Warren Buffett has been storing most of Berkshire Hathaway’s cash reserves in the safe haven of U.S. Treasury bills—a move that individual investors should consider copying, reports an article in Barron’s. The T-bills—government securities that mature in less than a year—have yields as high as 3% and could offer a much safer refuge than money-market funds and CDs. And unlike CDs, you do not have to pay state or local taxes on T-bills.
T-bills can be purchased through banks, brokers, or straight from the government’s TreasuryDirect program, and come in maturities of 4 weeks, 8 weeks, and 3, 6, or 12 months. The yield on the 3-month bill is currently 2.5%, while the 6-month and 12-month are 3.05% and 3.2%, respectively.
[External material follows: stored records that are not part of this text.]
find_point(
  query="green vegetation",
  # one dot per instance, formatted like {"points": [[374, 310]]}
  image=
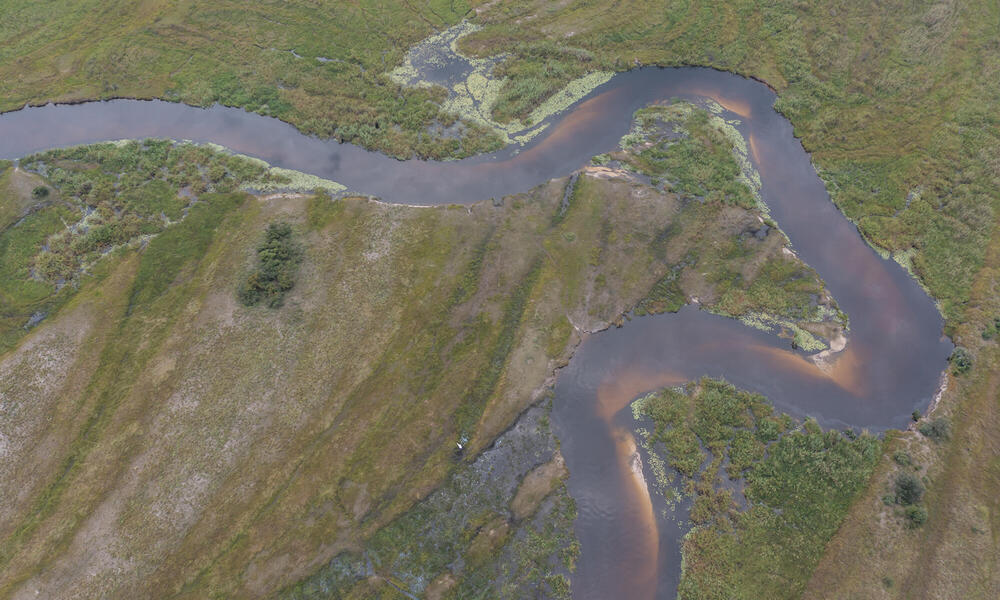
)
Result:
{"points": [[961, 361], [799, 484], [936, 429], [278, 258], [909, 490], [690, 152], [697, 155], [891, 100], [63, 211], [467, 532], [173, 369], [322, 68]]}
That’s much higher than last year’s yields of just over 0; as the Fed has raised rates, the yield has climbed, too.
Investors can also garner exposure to T-bills through ETFs such as the iShares Short Treasury Bond ETF, which holds an average maturity of 4 months and currently has a yield of 2.1%. For those willing to take on a little bit more risk, the iShares 1-3 Treasury Bond ETF has an average maturity of 2 years and is yielding nearly 3%, the article details.
Berkshire Hathaway has stockpiled $105 billion in cash as of June 30th, and the T-bills offer a much safer place for the risk-averse Buffett to park it than other short-term options such as commercial paper.